Ruth is an experienced labour and delivery nurse; she’s been doing her job well for 20 years without incident. She also happens to be black. And the stable life she’s built for herself all changes when the baby of a white supremacist dies while in her care. Suddenly, Ruth finds herself on trial for murder.
The story is narrated by Ruth, the white supremacist father Turk and Ruth’s lawyer, Kennedy. Perhaps it would have been easier to narrate the entire tale from Ruth’s point of view – whom we’re all rooting for – but the three different perspectives serve to offer contrast, showing the many different shades of the issue. I found it difficult to read some of Turk’s chapters, and yet I was intrigued to read about how people can come to these absurd conclusions, and the twisted, cult mentality the ‘Movement’ encourages, from random attacks on the street to parties celebrating Hitler’s birthday. It was equally fascinating and horrifying, and it’s clear that Picoult has done her research.
Jodi Picoult has long had a knack for picking up sensitive, controversial issues and twisting a hard-hitting tale around them with skill and sensitivity. I’ve enjoyed many of her novels which do this, but they haven’t all hit home as much as this one. The way she tackles racism in Small Great Things is relatable and applicable to everyone, whatever your views may be. She explores not just active racism but passive racism; white people enjoying privileges they don’t even realise they receive. I’d never before even considered the shade of ‘skin-coloured’ plasters, or the ease I have finding a foundation to match my skin with the plethora of shades available on the market.
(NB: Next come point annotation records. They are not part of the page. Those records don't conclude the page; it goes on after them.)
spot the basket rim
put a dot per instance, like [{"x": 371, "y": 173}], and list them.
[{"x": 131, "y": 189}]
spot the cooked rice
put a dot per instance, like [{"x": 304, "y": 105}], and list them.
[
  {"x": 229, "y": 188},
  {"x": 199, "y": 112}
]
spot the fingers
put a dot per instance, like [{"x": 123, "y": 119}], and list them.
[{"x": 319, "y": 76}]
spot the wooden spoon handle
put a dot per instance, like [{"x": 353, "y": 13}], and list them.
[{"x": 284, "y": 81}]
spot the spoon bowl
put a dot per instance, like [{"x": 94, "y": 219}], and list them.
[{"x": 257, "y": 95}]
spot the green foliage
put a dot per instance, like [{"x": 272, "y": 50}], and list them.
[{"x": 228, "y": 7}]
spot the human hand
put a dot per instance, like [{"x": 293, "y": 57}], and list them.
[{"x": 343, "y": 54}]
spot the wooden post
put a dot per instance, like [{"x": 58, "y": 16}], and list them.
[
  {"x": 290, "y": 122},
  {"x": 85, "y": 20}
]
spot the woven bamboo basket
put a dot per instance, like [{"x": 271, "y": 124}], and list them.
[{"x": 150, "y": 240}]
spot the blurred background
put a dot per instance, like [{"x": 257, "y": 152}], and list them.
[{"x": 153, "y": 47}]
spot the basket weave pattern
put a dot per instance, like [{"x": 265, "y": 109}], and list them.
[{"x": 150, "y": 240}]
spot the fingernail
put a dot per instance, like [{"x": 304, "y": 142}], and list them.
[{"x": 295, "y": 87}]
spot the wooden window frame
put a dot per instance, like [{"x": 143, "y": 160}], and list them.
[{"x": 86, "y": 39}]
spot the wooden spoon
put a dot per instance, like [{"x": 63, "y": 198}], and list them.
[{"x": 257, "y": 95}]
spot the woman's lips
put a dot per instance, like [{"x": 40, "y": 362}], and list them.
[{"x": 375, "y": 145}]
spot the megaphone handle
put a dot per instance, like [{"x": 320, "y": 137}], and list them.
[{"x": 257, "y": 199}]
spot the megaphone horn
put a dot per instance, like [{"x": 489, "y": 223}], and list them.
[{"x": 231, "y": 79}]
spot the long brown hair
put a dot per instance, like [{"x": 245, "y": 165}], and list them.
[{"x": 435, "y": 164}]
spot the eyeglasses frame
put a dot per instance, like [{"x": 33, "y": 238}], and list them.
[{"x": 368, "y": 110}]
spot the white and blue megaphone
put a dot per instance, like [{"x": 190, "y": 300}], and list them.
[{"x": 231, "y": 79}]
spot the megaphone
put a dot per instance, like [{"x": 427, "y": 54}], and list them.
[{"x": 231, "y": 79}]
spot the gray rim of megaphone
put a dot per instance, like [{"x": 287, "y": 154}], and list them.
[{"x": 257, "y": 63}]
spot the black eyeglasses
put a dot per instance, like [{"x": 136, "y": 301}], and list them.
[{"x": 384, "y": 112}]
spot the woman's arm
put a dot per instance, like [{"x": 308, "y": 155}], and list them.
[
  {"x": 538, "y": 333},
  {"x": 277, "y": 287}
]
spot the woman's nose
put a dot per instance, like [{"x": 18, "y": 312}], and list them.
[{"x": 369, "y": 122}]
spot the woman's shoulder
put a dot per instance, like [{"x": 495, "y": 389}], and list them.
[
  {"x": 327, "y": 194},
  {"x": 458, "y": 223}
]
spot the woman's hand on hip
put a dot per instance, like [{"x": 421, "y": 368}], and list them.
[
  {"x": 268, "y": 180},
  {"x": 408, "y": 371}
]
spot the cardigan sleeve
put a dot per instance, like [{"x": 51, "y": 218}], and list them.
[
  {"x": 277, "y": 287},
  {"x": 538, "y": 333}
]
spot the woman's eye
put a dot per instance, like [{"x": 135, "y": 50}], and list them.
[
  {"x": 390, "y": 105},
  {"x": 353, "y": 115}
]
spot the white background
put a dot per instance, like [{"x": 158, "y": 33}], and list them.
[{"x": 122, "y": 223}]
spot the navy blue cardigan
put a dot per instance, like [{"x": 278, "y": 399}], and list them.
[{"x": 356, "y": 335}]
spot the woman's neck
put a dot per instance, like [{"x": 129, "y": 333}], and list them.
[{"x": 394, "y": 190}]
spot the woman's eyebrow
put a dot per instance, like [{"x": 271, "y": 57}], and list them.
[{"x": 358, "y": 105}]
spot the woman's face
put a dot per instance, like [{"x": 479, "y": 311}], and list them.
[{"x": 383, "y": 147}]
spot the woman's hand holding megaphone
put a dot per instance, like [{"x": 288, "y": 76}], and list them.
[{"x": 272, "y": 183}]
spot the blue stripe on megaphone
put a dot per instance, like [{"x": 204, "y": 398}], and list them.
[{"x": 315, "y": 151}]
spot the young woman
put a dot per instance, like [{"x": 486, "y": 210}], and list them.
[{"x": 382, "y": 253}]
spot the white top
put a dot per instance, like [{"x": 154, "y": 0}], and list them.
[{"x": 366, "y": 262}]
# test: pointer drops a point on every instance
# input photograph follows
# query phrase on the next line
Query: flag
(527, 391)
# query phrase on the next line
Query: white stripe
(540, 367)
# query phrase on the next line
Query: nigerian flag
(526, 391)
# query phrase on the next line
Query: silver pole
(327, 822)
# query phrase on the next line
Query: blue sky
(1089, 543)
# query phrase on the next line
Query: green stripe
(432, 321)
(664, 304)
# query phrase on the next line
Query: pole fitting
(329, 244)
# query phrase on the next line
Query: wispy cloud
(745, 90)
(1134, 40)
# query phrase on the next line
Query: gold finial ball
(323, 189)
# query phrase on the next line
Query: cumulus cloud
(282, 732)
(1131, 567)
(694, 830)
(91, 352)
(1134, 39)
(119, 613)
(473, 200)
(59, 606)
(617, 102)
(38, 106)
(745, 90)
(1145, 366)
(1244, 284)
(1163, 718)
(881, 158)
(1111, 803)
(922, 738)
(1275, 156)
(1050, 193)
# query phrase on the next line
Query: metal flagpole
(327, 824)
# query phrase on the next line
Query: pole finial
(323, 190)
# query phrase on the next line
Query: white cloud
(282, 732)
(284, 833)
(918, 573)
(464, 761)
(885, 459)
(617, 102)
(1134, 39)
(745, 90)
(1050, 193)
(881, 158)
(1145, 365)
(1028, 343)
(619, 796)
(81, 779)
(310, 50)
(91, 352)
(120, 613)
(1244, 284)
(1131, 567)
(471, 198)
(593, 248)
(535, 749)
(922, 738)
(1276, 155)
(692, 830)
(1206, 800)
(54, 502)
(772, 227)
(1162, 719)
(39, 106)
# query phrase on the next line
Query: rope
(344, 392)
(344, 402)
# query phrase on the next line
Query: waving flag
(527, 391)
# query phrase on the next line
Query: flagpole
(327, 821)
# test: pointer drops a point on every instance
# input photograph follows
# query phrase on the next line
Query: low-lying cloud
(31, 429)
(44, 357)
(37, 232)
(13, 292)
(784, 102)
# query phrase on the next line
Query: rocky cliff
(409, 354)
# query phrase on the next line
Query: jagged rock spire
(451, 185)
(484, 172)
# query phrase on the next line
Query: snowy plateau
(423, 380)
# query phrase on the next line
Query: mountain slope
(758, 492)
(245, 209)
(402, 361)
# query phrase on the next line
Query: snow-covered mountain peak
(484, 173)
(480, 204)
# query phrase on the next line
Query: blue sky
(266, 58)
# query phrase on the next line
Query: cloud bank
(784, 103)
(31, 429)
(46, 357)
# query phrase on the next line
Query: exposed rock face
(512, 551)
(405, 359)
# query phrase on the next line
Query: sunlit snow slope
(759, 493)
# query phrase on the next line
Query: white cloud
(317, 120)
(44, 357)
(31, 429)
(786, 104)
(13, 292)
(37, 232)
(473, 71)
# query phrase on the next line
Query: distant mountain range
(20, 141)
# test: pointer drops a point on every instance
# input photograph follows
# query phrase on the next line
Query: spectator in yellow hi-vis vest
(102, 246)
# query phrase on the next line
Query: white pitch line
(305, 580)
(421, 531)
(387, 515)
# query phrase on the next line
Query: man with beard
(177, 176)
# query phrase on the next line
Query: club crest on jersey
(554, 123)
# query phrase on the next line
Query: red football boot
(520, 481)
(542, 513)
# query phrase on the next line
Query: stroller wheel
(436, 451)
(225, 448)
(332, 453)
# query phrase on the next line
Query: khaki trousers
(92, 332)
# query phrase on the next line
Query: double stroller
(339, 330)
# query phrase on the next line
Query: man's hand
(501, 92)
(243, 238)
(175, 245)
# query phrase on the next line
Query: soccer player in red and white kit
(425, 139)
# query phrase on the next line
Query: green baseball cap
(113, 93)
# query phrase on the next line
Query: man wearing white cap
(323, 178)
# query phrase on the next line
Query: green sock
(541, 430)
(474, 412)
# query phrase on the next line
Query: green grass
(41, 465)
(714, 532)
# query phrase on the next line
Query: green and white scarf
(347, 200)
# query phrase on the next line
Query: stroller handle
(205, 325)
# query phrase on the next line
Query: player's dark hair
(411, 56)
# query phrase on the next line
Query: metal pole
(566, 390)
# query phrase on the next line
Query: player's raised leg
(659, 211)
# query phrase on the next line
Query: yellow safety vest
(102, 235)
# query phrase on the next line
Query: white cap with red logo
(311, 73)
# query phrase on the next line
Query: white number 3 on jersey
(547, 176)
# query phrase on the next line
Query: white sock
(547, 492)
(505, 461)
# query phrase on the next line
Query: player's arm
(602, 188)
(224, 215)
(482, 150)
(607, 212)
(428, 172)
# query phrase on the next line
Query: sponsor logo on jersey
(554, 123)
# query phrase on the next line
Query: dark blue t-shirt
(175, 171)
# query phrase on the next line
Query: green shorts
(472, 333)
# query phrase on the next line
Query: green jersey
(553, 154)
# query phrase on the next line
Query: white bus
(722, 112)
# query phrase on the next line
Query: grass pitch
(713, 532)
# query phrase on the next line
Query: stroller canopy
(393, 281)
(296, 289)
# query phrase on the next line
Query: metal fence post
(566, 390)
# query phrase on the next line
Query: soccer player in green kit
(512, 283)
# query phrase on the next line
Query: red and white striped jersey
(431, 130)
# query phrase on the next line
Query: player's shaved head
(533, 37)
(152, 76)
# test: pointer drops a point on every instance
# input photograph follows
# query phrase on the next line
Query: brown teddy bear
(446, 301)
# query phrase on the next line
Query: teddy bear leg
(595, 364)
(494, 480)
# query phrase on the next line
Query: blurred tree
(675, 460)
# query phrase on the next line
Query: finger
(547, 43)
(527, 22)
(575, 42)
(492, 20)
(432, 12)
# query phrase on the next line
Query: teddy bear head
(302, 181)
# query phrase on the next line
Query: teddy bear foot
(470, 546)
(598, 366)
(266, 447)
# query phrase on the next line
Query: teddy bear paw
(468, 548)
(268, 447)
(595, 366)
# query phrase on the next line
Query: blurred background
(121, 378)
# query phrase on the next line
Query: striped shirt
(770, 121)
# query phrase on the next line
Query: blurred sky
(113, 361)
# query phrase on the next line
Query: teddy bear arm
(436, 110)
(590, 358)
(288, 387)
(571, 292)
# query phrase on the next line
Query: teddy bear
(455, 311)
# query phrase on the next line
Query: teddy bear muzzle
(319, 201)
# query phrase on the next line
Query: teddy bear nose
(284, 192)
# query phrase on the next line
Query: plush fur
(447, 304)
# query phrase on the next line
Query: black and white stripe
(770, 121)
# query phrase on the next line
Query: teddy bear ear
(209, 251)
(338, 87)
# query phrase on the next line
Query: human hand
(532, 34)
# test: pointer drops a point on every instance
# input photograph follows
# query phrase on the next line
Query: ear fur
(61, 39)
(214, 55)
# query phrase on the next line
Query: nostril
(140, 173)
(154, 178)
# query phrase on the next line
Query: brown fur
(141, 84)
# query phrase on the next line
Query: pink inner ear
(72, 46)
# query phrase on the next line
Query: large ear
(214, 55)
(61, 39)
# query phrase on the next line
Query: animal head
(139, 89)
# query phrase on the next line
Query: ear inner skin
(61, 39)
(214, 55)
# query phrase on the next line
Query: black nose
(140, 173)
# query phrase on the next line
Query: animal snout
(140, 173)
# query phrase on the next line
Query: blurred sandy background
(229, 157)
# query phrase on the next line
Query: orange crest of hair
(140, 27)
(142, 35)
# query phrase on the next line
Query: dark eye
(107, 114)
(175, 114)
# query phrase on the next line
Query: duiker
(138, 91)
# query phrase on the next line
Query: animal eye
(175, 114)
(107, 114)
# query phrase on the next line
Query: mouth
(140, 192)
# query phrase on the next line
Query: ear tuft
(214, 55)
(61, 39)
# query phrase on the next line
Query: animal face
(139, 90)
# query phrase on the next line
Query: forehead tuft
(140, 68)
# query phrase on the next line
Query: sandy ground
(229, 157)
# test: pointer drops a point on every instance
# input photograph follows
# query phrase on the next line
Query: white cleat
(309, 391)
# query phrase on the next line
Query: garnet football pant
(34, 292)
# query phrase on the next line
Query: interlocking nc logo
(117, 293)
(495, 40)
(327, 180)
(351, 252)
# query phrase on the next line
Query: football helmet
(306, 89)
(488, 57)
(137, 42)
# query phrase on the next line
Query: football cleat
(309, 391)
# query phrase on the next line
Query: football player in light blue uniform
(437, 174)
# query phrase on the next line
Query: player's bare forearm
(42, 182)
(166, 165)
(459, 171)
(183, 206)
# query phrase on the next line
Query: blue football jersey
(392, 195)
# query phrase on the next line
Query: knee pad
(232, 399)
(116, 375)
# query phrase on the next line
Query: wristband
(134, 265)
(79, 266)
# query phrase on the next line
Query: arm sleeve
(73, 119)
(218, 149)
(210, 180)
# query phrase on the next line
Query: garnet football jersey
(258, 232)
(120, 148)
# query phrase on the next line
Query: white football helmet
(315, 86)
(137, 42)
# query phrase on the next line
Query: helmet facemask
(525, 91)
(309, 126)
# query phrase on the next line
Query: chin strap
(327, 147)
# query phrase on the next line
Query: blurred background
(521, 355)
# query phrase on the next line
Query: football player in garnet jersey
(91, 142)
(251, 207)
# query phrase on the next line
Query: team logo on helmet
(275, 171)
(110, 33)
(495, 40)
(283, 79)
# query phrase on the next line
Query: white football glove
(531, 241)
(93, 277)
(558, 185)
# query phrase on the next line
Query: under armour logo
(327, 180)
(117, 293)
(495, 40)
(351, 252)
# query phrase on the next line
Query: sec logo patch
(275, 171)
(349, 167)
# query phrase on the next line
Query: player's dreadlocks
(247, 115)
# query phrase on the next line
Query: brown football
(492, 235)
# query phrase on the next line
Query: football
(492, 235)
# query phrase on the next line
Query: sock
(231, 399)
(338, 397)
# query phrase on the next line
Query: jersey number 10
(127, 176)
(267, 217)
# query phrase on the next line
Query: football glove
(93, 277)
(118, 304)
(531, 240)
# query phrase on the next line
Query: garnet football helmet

It’s a brave topic to talk about, and she does it with aplomb.
“Sure, it’s so much easier to see the headwinds of racism, the ways that people of color are discriminated against… It’s a little harder to see – and own up to – the tailwinds of racism, the ways that those of us who aren’t people of color have benefited just because we’re white.”
This novel wasn’t without flaw – the twist at the ending was a little farfetched, and the final chapter gets a little too preachy and perfect, but I enjoyed it all and I was gripped throughout. And more than that, it made me think. This author has a habit of writing page-turning stories which get to the heart of an issue, and throw it wide open.